A series of pandemic-related benefits introduced in 2020 to prop up small businesses are set to expire on Sunday, the same day Small Business Week wraps up.
Unless the federal government takes action, the Canada Emergency Wage Subsidy (CEWS) and Canada Emergency Rent Subsidy (CERS) will expire on Oct. 23, leaving some local businesses scrambling as the province lingers on the outer edge of the third step in the provincial reopening process.
Shakiba Shayani president & CEO of the Guelph Chamber of Commerce, said CEWS and CERS were effective subsidies that supported many businesses.
“Ideally, however, these supports would have continued until after all COVID restrictions are lifted, especially for businesses in the hardest-hit sectors, such as retail, restaurant, tourism, personal services, who are still struggling and may have to continue to make difficult decisions,” said Shayani.

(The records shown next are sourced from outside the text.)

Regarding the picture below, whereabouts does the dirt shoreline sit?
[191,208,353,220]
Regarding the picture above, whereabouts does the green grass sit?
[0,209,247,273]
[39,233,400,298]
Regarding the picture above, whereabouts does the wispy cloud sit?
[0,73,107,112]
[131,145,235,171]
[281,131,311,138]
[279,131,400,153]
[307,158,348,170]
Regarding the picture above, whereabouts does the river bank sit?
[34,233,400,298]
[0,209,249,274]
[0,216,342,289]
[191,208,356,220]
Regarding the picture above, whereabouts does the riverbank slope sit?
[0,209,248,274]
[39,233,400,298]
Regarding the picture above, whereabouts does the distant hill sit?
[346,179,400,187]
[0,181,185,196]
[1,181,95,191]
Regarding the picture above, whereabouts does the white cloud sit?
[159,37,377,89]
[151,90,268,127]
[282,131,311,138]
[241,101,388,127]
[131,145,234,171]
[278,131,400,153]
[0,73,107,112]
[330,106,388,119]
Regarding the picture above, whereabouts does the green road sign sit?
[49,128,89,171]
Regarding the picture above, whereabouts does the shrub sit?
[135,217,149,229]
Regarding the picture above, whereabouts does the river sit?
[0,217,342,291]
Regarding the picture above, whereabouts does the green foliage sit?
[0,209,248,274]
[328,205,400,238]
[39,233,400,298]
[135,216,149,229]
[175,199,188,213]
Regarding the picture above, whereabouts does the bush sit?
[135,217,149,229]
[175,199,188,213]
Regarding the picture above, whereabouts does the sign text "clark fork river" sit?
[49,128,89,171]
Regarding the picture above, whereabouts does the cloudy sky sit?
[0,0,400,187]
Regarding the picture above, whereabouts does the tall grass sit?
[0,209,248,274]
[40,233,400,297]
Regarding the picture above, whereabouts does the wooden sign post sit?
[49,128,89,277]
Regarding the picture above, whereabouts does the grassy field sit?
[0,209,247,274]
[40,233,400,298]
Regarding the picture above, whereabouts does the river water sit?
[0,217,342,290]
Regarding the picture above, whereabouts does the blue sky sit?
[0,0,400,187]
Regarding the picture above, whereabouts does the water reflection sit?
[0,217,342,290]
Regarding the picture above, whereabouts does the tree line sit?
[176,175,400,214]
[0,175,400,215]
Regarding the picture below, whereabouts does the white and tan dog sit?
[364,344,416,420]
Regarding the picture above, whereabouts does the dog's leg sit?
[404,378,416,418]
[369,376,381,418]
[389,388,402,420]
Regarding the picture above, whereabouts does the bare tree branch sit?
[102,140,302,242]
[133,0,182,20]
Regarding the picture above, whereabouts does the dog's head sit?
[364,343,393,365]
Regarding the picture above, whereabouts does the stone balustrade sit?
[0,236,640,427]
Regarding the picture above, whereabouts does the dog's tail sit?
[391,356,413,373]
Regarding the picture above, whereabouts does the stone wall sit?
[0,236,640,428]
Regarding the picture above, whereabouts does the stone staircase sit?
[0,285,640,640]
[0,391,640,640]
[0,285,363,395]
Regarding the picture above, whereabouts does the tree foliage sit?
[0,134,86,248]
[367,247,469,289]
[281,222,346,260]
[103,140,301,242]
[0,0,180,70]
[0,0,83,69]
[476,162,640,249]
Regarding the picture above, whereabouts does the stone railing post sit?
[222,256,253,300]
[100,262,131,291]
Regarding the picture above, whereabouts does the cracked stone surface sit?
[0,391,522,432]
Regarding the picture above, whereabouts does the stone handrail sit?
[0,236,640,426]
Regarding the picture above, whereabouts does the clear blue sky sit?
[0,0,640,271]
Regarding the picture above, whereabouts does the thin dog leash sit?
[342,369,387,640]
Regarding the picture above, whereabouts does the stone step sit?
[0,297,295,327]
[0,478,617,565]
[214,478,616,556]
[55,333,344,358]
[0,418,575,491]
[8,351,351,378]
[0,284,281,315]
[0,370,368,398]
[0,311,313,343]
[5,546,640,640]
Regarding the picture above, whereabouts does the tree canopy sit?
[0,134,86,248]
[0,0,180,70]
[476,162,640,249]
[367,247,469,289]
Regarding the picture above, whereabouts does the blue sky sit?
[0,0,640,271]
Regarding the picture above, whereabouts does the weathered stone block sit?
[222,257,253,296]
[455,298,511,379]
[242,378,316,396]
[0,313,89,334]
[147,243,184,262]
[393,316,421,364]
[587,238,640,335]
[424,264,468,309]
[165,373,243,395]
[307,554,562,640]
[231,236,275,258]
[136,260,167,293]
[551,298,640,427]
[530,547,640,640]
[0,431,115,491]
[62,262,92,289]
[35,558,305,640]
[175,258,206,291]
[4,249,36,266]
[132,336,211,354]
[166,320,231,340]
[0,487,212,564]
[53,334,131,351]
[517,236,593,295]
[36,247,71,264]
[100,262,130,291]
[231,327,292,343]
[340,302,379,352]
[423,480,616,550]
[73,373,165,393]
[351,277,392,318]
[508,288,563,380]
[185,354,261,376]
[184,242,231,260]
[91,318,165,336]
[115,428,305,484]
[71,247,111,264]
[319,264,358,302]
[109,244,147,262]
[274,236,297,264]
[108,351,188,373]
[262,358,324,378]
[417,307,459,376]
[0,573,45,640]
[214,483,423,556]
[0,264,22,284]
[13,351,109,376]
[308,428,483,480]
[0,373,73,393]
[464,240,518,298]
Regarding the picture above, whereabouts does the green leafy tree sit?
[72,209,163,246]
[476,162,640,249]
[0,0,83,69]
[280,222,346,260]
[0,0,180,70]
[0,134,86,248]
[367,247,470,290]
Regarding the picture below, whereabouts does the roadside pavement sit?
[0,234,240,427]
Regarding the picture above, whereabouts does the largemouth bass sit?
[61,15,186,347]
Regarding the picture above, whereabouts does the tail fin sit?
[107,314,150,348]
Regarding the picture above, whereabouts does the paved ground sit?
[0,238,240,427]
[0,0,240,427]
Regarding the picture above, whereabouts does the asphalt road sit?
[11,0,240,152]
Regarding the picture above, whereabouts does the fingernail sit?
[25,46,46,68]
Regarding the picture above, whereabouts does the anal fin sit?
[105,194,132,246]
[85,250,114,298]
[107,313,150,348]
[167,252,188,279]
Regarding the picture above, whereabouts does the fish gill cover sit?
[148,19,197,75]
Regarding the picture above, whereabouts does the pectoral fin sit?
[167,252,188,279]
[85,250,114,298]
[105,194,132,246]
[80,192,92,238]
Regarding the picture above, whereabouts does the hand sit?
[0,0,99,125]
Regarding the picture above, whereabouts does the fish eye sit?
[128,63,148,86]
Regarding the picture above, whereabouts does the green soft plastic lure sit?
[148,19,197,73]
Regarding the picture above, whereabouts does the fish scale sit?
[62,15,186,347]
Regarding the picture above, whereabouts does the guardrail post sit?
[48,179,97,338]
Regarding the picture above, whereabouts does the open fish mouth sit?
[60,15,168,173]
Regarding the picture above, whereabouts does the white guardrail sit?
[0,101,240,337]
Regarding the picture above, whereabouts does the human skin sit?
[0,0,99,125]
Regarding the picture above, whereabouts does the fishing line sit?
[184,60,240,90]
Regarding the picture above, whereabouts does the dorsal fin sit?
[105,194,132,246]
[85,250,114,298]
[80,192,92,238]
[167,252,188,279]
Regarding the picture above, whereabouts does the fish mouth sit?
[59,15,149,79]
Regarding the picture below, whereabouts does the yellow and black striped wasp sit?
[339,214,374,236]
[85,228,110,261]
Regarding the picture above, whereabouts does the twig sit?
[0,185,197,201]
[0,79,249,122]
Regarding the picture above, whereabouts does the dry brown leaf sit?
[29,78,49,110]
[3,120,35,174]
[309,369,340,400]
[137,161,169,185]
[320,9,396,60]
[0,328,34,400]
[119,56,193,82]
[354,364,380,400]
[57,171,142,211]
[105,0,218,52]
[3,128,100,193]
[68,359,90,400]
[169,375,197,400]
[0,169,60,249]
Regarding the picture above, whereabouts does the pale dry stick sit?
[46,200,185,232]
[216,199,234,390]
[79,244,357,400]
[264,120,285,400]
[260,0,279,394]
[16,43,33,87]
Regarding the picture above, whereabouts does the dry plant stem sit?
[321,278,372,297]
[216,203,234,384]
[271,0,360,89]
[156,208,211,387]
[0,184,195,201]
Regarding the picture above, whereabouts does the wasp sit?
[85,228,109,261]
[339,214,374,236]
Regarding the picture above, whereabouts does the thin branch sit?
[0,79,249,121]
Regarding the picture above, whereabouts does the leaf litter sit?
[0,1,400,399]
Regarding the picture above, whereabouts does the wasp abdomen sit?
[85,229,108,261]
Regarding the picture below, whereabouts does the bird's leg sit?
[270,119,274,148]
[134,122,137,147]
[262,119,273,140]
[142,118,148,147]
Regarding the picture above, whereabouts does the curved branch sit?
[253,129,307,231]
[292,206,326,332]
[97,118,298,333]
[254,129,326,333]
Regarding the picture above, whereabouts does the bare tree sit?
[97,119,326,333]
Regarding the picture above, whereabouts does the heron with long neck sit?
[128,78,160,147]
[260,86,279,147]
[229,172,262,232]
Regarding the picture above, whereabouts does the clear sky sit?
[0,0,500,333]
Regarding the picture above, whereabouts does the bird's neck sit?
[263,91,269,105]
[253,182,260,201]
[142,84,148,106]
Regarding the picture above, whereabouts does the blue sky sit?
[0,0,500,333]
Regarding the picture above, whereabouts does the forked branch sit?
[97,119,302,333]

“We will push all levels of government to thoughtfully consider how their decisions impact businesses and their employees, and we continue to encourage people to shop and support local as much as possible.”
On July 30 the Canadian government announced an extension of the eligibility period for the Canada Emergency Wage Subsidy, the Canada Emergency Rent Subsidy and Lockdown Support until Oct. 23.
According to the most up-to-date claims data from the government of Canada, CEWS has received 4,553,320 applications, of which 4,500,800 have been approved with the total value of approved subsidies at $95.18 billion.
CERS has received 1,767,810 applications, of which 1,720,320 have been approved with a price tag of $6.83 billion.
“The continued rise in vaccination rates and the use of the vaccine verification tool will hopefully continue to increase consumer confidence. Additionally, the forthcoming exit from Step 3 of the reopening roadmap will also increase capacity limits; all of which will help businesses and mitigate the negative impacts of the end of subsidies,” said Shayani.
Indoor capacity requirements eased on Oct. 9 in many of the indoor settings where proof of vaccination is required, however, some sectors were left out of this equation with capacity caps still impeding operations.
In the event the pandemic-related benefits are not extended, some believe this could mean disaster for small businesses, particularly in the restaurant industry which could see 10,000 more restaurants across the country shutter their doors.
“It’s awful, it’s terrible, it’s too soon to reduce the subsidies, we’re not even at full capacity yet,” said president and Court Desautels, CEO of Guelph-based Neighbourhood Group of Companies and board member of Restaurants Canada.
A recent survey conducted by Restaurants Canada found eight out of 10 restaurants are currently scraping by with a profit margin of two per cent or less, while other restaurants are operating at a loss.
The survey also found seven out of 10 restaurant operators are still receiving pandemic-related benefits from the federal government.
“We’ve got about 30 per cent of operators that, right now if the subsidies are gone, will not make it,” said Desautels. “We’ve already seen 10,000 restaurants close across Canada, and we figure that number is going to double at least if this happens.”
Desautels said he has spent thousands of dollars to comply with the public health measures, including installing plexiglass and air purifiers, and this is the norm across the industry.
"These subsidies are designed not only to help people get through the pandemic, but to recover from all the losses and debt included by businesses, said Desautels. "I can tell you now, we definitely have not been covered from those losses."
At the same time as the slated end to the small business benefits, the Canada Recovery Benefit (CRB), income support to employed and self-employed individuals who are directly affected by COVID-19, is expected to expire.